Brain Tumour Award funded by Brian Quilty Memorial Fund, Carol & Stacey Buckley and Phyllis Chard Estates
Investigation of the ABCG2 pump in radiation.
Dr Andrew Hallahan
Department of Paediatrics and Child Health, University of Queensland and
Haematology/Oncology and Stem Cell Transplant Unit, Royal Children’s Hospital Brisbane
Co-Investigator: Dr Wendy Ingram
Brain tumours are the leading cause of cancer related death and disability in children. The Royal Children’s Cancer research laboratory is focused on improving our understanding of medulloblastoma, the commonest malignant brain tumour of childhood. This is cured in 50-75% of cases with a combination of surgery, radiation and chemotherapy. For those who relapse the prognosis is bleak, with fewer than 10% achieving long-term survival. Survivors typically have long-term disabilities, both due to direct effects of the tumour and the side effects of treatment, particularly radiation, on normal brain.

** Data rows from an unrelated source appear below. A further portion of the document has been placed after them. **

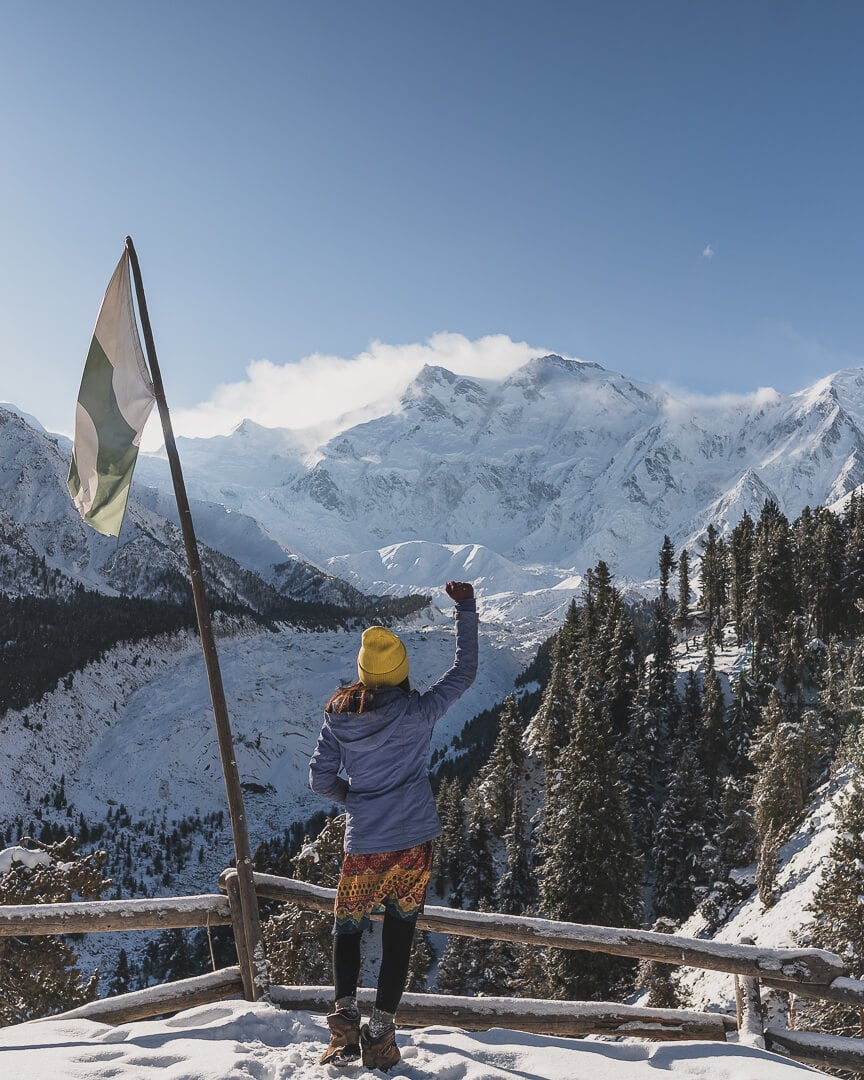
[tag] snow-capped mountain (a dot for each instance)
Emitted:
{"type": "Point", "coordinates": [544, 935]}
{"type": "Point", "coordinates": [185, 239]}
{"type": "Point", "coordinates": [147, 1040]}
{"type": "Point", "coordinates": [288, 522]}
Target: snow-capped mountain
{"type": "Point", "coordinates": [555, 467]}
{"type": "Point", "coordinates": [42, 537]}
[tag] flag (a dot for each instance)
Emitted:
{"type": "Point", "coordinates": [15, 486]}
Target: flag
{"type": "Point", "coordinates": [113, 404]}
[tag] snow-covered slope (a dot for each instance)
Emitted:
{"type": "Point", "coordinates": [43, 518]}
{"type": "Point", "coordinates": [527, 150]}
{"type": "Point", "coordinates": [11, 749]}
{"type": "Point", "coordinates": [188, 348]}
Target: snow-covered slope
{"type": "Point", "coordinates": [233, 1039]}
{"type": "Point", "coordinates": [556, 466]}
{"type": "Point", "coordinates": [150, 703]}
{"type": "Point", "coordinates": [39, 525]}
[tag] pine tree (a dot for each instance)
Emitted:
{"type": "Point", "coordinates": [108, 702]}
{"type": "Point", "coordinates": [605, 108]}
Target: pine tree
{"type": "Point", "coordinates": [772, 595]}
{"type": "Point", "coordinates": [743, 717]}
{"type": "Point", "coordinates": [740, 569]}
{"type": "Point", "coordinates": [838, 914]}
{"type": "Point", "coordinates": [549, 731]}
{"type": "Point", "coordinates": [589, 869]}
{"type": "Point", "coordinates": [680, 855]}
{"type": "Point", "coordinates": [40, 975]}
{"type": "Point", "coordinates": [713, 583]}
{"type": "Point", "coordinates": [499, 778]}
{"type": "Point", "coordinates": [453, 972]}
{"type": "Point", "coordinates": [683, 619]}
{"type": "Point", "coordinates": [299, 943]}
{"type": "Point", "coordinates": [713, 727]}
{"type": "Point", "coordinates": [516, 889]}
{"type": "Point", "coordinates": [420, 963]}
{"type": "Point", "coordinates": [121, 981]}
{"type": "Point", "coordinates": [783, 753]}
{"type": "Point", "coordinates": [448, 864]}
{"type": "Point", "coordinates": [480, 876]}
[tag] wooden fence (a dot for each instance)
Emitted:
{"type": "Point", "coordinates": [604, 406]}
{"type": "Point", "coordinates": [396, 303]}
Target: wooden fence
{"type": "Point", "coordinates": [761, 1020]}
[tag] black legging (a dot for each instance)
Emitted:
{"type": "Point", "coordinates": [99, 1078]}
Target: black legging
{"type": "Point", "coordinates": [396, 937]}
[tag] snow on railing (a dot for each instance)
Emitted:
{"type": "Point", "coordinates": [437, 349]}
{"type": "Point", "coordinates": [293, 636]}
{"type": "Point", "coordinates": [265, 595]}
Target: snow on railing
{"type": "Point", "coordinates": [812, 973]}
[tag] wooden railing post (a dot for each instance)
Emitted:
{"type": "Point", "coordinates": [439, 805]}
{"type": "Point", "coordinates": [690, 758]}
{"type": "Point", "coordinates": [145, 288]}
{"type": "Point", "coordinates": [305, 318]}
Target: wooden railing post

Therapeutic advances have been limited in the past decade and medulloblastoma remains a significant cause of cancer related death and disability in children.
The Children’s Cancer Research Laboratory is a team of scientists and clinicians focused on improving our biologic understanding of malignant brain tumours. We have established innovative models to study primary tumours collected after surgery in addition to established cell lines. Our focus is on elucidating the biology of relapsed, radiation resistant tumours for which there are no effective current treatments. We are particularly interested in possible links between resistance and stem-like features of tumour cells. Our studies have shown that radiation resistant medulloblastoma cells have increased amounts of a potentially critical drug transporter protein called ABCG2. This may be an important way in which these tumour cells survive and blocking it may increase the efficacy of radiation and chemotherapy.
Funding from the Brain Foundation provides critical support for us to determine the role of the ABCG2 protein in radiation resistant medulloblastoma. It will substantially improve our knowledge of this very challenging disease. We aim to establish if ABCG2 inhibition is a potential new approach to treatment for children whose disease returns after treatment. Our vision is to develop better biologically based therapies that will cure more children with fewer side effects giving them the lives they deserve.